Kamiya and colleagues reported 4-year follow-up results on 56 eyes of 34 patients with implanted posterior chamber PIOLs. No eyes developed pupillary block or a significant increase in IOP. The mean central endothelial cell loss was 3.7%. Symptomatic cataracts requiring surgery developed in 2 eyes, and asymptomatic anterior subcapsular cataracts developed in 6 other eyes. In a study of more than 500 eyes monitored for an average of 4.7 years, Sanders reported that anterior subcapsular opacities developed in 6%–7% of eyes, and visually significant cataracts developed in 1%–2% of eyes.
The incidence of retinal detachment after posterior chamber PIOL insertion is very low. In a series of 418 eyes that underwent a posterior chamber PIOL procedure, rhegmatogenous retinal detachment developed in 3 eyes (0.7%) at a mean of 19.8 months postoperatively, a rate comparable to the expected natural history of detachment in eyes with similar degrees of myopia.
Al-Abdullah AA, Al-Falah MA, Al-Rasheed SA, Khandekar R, Suarez E, Arevalo JF. Retinal complications after anterior versus posterior chamber phakic intraocular lens Implantation in a myopic cohort. J Refract Surg. 2015;1;31(12):814–819.
Kamiya K, Shimizu K, Igarashi A, Hikita F, Komatsu M. Four-year follow-up of posterior chamber phakic intraocular lens implantation for moderate to high myopia. Arch Ophthalmol. 2009;127(7):845–850.
Kohnen T, Knorz MC, Cochener B, et al. AcrySof phakic angle-supported intraocular lens for the correction of moderate-to-high myopia: one-year results of a multicenter European study. Ophthalmology. 2009;116(7):1314–1321.

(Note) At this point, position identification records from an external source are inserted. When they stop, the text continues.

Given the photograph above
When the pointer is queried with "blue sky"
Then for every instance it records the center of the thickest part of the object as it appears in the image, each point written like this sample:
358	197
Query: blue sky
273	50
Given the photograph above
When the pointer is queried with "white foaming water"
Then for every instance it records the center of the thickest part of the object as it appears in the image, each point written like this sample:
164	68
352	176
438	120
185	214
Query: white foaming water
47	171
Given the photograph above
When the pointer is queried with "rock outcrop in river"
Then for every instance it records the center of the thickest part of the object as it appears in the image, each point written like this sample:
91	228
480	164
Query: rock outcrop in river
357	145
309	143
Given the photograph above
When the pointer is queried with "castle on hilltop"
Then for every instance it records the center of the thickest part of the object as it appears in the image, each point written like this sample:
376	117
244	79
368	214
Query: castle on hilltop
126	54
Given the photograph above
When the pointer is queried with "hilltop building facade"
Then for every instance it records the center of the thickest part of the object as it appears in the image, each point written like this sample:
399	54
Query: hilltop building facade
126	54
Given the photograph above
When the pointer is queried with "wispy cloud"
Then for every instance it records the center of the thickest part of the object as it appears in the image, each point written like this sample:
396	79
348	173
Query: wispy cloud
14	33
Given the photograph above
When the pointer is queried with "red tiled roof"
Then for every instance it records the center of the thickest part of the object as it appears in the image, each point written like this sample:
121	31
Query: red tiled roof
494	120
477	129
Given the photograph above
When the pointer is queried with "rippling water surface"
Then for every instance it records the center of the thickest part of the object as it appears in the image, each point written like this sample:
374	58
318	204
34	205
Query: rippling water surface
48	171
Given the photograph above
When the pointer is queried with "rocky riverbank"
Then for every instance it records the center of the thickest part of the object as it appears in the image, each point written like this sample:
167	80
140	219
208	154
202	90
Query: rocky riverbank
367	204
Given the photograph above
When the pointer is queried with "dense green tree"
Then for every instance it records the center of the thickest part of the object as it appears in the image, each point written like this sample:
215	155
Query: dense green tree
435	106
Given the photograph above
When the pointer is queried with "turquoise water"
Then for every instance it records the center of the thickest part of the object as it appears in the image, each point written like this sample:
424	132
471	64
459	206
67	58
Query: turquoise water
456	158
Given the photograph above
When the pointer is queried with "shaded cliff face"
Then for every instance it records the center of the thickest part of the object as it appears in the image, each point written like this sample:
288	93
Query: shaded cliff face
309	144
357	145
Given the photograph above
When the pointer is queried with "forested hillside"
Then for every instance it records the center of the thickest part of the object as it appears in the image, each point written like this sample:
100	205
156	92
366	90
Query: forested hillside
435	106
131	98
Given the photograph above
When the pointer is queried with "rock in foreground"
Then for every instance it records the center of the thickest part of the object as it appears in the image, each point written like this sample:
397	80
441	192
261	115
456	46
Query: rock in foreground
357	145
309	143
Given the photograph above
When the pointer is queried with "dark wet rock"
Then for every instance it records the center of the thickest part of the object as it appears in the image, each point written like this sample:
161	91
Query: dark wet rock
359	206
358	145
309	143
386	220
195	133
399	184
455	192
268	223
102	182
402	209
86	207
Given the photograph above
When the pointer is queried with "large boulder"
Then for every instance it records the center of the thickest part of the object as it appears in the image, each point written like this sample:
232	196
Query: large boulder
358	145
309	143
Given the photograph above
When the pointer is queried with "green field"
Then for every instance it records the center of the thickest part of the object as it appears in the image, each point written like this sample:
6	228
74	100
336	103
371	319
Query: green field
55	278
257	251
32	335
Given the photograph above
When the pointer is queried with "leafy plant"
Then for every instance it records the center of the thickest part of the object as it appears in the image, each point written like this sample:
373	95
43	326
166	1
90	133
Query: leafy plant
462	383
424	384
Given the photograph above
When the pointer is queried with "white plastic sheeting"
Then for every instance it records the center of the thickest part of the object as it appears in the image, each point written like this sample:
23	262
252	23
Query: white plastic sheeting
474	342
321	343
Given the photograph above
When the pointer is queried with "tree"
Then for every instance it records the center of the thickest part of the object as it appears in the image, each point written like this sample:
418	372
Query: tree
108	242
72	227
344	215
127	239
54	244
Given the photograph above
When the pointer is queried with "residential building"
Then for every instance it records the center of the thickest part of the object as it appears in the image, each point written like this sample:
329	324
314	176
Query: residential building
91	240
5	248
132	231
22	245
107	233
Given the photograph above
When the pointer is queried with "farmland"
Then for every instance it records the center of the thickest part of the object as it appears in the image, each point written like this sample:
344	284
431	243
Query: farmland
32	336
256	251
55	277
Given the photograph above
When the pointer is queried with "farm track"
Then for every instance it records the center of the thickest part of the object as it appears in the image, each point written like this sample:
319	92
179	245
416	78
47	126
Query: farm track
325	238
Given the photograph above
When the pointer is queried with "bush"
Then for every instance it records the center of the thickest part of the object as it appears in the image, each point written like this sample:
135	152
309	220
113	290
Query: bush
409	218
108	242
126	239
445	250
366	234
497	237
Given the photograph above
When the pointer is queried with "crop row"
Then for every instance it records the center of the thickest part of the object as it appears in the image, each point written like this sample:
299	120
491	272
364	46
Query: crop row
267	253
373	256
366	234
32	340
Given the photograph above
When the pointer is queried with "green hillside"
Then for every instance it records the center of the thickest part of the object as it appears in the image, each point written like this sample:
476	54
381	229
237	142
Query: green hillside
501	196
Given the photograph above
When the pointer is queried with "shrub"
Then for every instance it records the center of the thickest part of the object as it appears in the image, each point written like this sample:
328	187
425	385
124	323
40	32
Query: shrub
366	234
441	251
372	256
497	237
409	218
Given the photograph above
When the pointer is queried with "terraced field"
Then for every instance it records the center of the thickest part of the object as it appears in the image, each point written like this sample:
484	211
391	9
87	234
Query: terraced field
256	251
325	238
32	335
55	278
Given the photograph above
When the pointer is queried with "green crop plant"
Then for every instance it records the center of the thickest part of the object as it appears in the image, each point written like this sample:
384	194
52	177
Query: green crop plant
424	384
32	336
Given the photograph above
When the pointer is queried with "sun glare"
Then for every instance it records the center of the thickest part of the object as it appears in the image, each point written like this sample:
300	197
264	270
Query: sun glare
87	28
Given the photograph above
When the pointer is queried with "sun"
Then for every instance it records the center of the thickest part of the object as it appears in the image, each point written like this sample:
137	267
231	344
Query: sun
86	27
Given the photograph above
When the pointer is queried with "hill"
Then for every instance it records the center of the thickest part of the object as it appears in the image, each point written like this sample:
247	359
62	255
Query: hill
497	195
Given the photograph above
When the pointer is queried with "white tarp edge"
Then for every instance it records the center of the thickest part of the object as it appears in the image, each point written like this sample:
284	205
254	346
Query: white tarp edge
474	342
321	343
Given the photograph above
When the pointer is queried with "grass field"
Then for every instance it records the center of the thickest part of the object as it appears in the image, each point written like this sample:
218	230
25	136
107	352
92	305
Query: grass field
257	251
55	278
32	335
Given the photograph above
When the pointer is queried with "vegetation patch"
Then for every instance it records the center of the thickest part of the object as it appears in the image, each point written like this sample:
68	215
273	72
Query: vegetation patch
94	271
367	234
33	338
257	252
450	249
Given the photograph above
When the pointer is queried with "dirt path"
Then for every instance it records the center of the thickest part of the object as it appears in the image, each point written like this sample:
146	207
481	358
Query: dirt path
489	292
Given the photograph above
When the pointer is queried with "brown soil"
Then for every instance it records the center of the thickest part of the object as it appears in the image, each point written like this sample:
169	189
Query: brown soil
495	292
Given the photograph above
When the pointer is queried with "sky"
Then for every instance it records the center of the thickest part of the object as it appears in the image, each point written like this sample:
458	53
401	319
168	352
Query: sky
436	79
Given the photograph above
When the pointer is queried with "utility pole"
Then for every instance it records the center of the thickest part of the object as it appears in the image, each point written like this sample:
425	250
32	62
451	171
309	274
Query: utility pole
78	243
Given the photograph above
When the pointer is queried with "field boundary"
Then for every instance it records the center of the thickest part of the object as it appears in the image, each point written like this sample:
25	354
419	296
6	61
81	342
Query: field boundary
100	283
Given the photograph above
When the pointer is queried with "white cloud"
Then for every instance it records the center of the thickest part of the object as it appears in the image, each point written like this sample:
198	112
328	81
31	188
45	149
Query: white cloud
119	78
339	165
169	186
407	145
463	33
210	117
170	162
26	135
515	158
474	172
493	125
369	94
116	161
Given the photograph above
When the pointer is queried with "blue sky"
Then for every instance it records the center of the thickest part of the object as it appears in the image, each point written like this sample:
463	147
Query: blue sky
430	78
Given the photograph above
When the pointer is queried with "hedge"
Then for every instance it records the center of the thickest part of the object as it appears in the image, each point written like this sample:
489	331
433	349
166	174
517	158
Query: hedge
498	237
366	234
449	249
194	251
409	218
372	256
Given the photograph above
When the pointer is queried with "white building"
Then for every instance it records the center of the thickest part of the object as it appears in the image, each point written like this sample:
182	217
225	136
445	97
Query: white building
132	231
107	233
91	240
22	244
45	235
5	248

Sanders DR. Anterior subcapsular opacities and cataracts 5 years after surgery in the Visian Implantable Collamer Lens FDA trial. J Refract Surg. 2008;24(6):566–570.
Sanders DR, Vukich JA, Doney K, Gaston M; Implantable Contact Lens in Treatment of Myopia Study Group. U.S. Food and Drug Administration clinical trial of the Implantable Contact Lens for moderate to high myopia. Ophthalmology. 2003;110(2):255–266.
Angle-supported phakic intraocular lens
The complications reported most frequently for angle-supported PIOLs are nighttime glare and halos, pupil ovalization, and endothelial cell loss. The risk of pupillary block is low with the use of modern PIOL designs and of iridotomies when needed.
Glare and halos, the most commonly reported symptoms after angle-supported PIOL insertion, occurred in 18.8%–20.0% of patients, but these symptoms appear to decrease by as much as 50% over a postoperative period of 7 years. Endothelial cell loss occurring 1–7 years after angle-supported PIOL insertion ranges from 4.6% to 8.4%. Pupil ovalization can occur because of iris tuck during insertion, or it can occur over time as a result of chronic inflammation and fibrosis around the haptics within the anterior chamber angle. The incidence of pupil ovalization ranges from 5.9% to 27.5% and is directly related to the postoperative interval studied. Ovalization is more likely when the implant is too large. In contrast, endothelial damage and decentration are most often associated with movement of a lens that is too small.
Knorz and colleagues reported on the 6-month to 3-year results of an angle-supported PIOL in 360 eyes with moderate to high myopia. No eyes experienced pupillary block, pupil ovalization, or retinal detachment. The annualized percentage loss in central and peripheral endothelial cell density from 6 months to 3 years was 0.41% and 1.11%, respectively.
Knorz MC, Lane SS, Holland SP. Angle-supported phakic intraocular lens for correction of moderate to high myopia: Three-year interim results in international multicenter studies. J Cataract Refract Surg. 2011;37(3):469–480.